February 3, 1959 is still regarded, 49 years after the fact, as one of the darkest days in the history of rock and roll. Three stars, 17-year-old Ritchie Valens, 22-year-old Buddy Holly, and 28-year-old J.P. "Big Bopper" Richardson, perished in a plane crash en route to the next stop on their "Winter Dance Party" tour. What many people don't talk about is what a loss to country music occurred that fateful early morning near Mason City, Iowa.



Jiles Perry Richardson was a disc jockey and a songwriter. He wrote a number of songs that have become staples in country music, chief among them, "White Lightnin'." J.P. Richardson and George Jones were very good friends. Jones played guitar and sang background vocals (along with Richardson) on Johnny Preston's only #1 hit, "Running Bear" (which Richardson wrote). Ten years after Preston's version was a pop hit, Sonny James made a #1 country hit out of the song.

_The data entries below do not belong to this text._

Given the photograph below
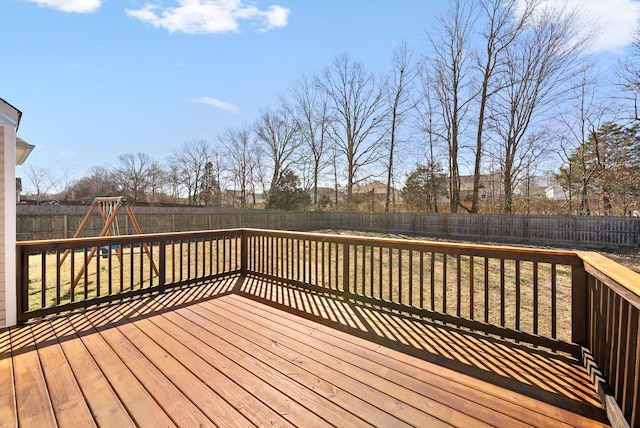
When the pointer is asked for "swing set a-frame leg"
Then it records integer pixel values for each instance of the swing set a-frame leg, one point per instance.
(107, 230)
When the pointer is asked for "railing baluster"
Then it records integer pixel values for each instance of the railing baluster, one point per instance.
(472, 293)
(43, 280)
(486, 289)
(554, 300)
(502, 293)
(518, 295)
(444, 283)
(433, 281)
(535, 297)
(458, 286)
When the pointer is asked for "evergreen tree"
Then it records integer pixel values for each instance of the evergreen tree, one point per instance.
(287, 194)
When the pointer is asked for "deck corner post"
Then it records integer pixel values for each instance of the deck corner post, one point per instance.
(346, 276)
(22, 285)
(162, 261)
(579, 313)
(244, 251)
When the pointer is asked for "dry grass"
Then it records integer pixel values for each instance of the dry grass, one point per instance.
(475, 289)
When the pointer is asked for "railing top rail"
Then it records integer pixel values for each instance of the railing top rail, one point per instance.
(617, 277)
(498, 251)
(146, 237)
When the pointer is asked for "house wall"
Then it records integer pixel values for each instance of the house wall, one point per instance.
(3, 247)
(8, 309)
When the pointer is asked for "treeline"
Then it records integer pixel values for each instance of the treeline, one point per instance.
(500, 88)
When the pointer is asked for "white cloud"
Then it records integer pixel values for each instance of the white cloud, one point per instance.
(616, 20)
(209, 16)
(75, 6)
(217, 103)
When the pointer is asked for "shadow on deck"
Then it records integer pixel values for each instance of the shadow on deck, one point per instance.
(243, 351)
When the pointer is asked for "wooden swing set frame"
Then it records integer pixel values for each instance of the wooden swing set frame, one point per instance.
(109, 208)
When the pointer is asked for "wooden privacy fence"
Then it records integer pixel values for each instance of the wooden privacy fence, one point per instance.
(567, 231)
(575, 302)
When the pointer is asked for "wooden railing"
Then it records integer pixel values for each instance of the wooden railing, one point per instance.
(575, 302)
(62, 275)
(519, 293)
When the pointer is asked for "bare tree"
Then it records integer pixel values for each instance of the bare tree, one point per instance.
(356, 102)
(43, 182)
(99, 182)
(427, 123)
(132, 174)
(502, 26)
(451, 62)
(277, 132)
(310, 110)
(538, 64)
(399, 90)
(189, 161)
(241, 157)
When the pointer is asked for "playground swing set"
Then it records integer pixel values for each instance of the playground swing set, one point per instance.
(109, 207)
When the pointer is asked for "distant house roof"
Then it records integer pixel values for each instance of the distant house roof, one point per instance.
(23, 149)
(8, 119)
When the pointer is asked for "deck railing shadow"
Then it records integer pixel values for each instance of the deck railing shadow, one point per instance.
(515, 366)
(566, 302)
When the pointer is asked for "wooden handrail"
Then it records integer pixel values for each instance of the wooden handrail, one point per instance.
(423, 278)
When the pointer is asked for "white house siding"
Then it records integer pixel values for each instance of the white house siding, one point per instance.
(3, 247)
(9, 120)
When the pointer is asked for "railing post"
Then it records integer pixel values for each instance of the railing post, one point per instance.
(162, 261)
(579, 314)
(22, 284)
(345, 267)
(244, 252)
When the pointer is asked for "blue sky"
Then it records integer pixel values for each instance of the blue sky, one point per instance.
(97, 78)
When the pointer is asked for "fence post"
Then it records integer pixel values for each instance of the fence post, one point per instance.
(579, 313)
(345, 267)
(22, 284)
(162, 261)
(244, 252)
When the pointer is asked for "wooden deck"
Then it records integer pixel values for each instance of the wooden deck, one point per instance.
(245, 352)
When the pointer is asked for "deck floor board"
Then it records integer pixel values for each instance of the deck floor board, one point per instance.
(248, 352)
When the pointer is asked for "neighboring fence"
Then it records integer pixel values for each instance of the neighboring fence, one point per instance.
(566, 300)
(56, 222)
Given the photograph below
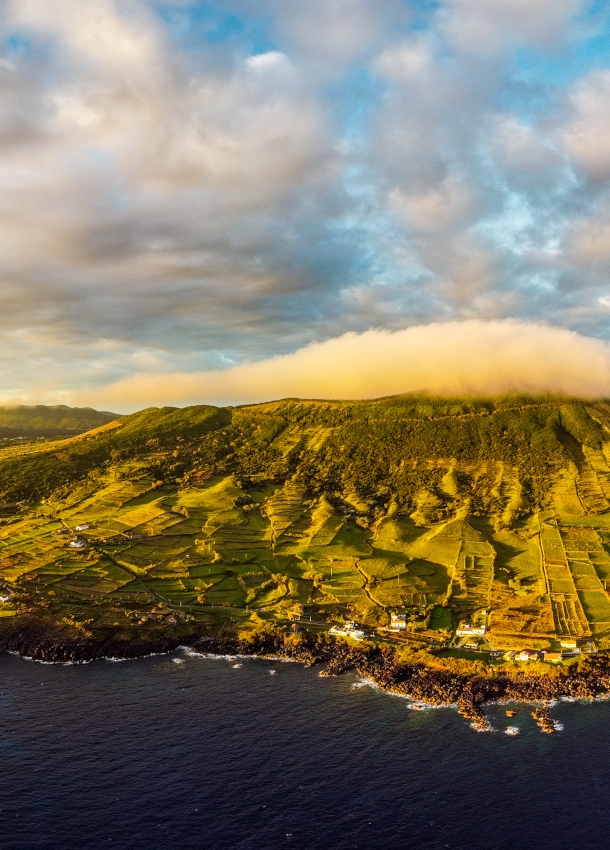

Richardson may be dismissed as a novelty songwriter because of songs like "Running Bear," "White Lightnin'," and his own hit as "The Big Bopper" (the song that put him on the ill-fated tour), "Chantilly Lace." That's a gross misrepresentation of the man's talents. Only 28 when he died, he left a treasure trove of songs he had written. He also wrote Jones' song "The Treasure of Love" and Hank Snow's beautiful ballad, "Beggar to a King."

It is unfair to refer to "the day the music died" as a "rock and roll" tragedy, for country music lost an important songwriter as well. Indeed, all of music suffered that day.